The Tristan da Cunha website, maintained by the government of the Colony and the Tristan da Cunha Association, provides a much more detailed discussion of the problem and the work that various agencies have been doing to address it. The website has photos of the major repair ship, the RFA (Royal Fleet Auxiliary) Lyme Bay, which was specially built for projects related to Royal Navy projects and humanitarian work.

The 16,190 ton, 176 m (577 ft) vessel was recently built and turned over to the RFA. It is designed to carry vast amounts of supplies, hundreds of personnel, and a lot of massive equipment. The project on Tristan, “Operation Zest,” will be its first assignment. Photos on the website show the equipment being readied for loading.

The website also provides a recent history of the harbor. Apparently it showed signs of deterioration several years ago, and it was battered very hard by severe winter storms in July 2007. Photos show the collapsing sea wall, with huge waves crashing into it. Various studies have been done, starting in 2006, to address the growing problem.

The website makes it clear, as do most news stories, that the Islanders are heavily dependent on their harbor for loading and unloading supplies that small boats ferry to and from larger ships anchored off shore. Other than the sea walls and breakwaters, there is no natural harbor and no air strip on the island. During severe winter weather, transportation in and out is very difficult, if not impossible.

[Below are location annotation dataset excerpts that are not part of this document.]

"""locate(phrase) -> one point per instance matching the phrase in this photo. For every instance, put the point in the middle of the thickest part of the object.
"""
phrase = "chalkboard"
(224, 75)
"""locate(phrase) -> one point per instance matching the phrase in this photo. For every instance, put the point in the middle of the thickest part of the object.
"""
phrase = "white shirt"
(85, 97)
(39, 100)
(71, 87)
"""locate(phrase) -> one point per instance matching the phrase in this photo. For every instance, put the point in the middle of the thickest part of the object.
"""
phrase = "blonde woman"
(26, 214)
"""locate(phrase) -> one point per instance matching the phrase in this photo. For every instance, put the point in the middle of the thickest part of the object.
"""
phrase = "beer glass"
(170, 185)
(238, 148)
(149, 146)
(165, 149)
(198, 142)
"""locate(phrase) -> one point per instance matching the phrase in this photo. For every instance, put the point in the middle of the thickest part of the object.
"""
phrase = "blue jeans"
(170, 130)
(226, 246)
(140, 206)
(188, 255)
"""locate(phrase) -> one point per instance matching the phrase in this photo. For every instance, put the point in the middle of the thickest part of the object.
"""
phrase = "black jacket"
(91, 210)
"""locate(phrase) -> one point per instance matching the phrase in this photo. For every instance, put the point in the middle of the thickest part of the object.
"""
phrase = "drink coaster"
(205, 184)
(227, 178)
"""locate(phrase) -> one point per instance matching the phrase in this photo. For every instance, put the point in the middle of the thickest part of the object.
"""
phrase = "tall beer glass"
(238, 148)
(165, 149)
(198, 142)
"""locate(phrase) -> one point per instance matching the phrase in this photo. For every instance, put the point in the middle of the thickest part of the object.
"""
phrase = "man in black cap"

A news announcement last week, however, cast the whole issue into a very different light. Defense News, from the British Ministry of Defense, published last Thursday an article about the impending humanitarian mission by the RFA Lyme Bay. After listing some of the supplies and equipment—for instance, 150 pallets of cement will be on board—the piece describes the importance of the mission to the Islanders.

The harbor provides “access for people, supplies and trade—its loss would have serious consequences and would create difficulties for the islanders, who are wholly self-supporting and have an economy based on fishing and tourism.” The following paragraph, however, contains the real surprise. If the project fails, it suggests, “either a total or partial evacuation of its 270 inhabitants may need to be considered.”

Suggesting the possibility of an evacuation is astonishing. It is not clear if that statement was authorized by higher level officials in the British government, or if it has been discussed on Tristan. It is also not clear if the British officials are aware of the history of the island.

The British government removed the Tristan Islanders, for their own safety, during an eruption of the volcano in 1961, but then it tried to keep them permanently in England. As a number of works by the sociologist Peter A. Munch detail, the Islanders had many problems during their two-year period of exile and they were quite eager to return in 1963.

While the support of the government in rebuilding the harbor is doubtless appreciated by everyone on Tristan, it is hard to believe that they would consent to another enforced exile, which could upset their finely balanced patterns of non-violence, equality, and anarchy. They may be assuming that the Royal Engineers will solve the harbor problems, so they have little need to think much further about it. Rule Britannia!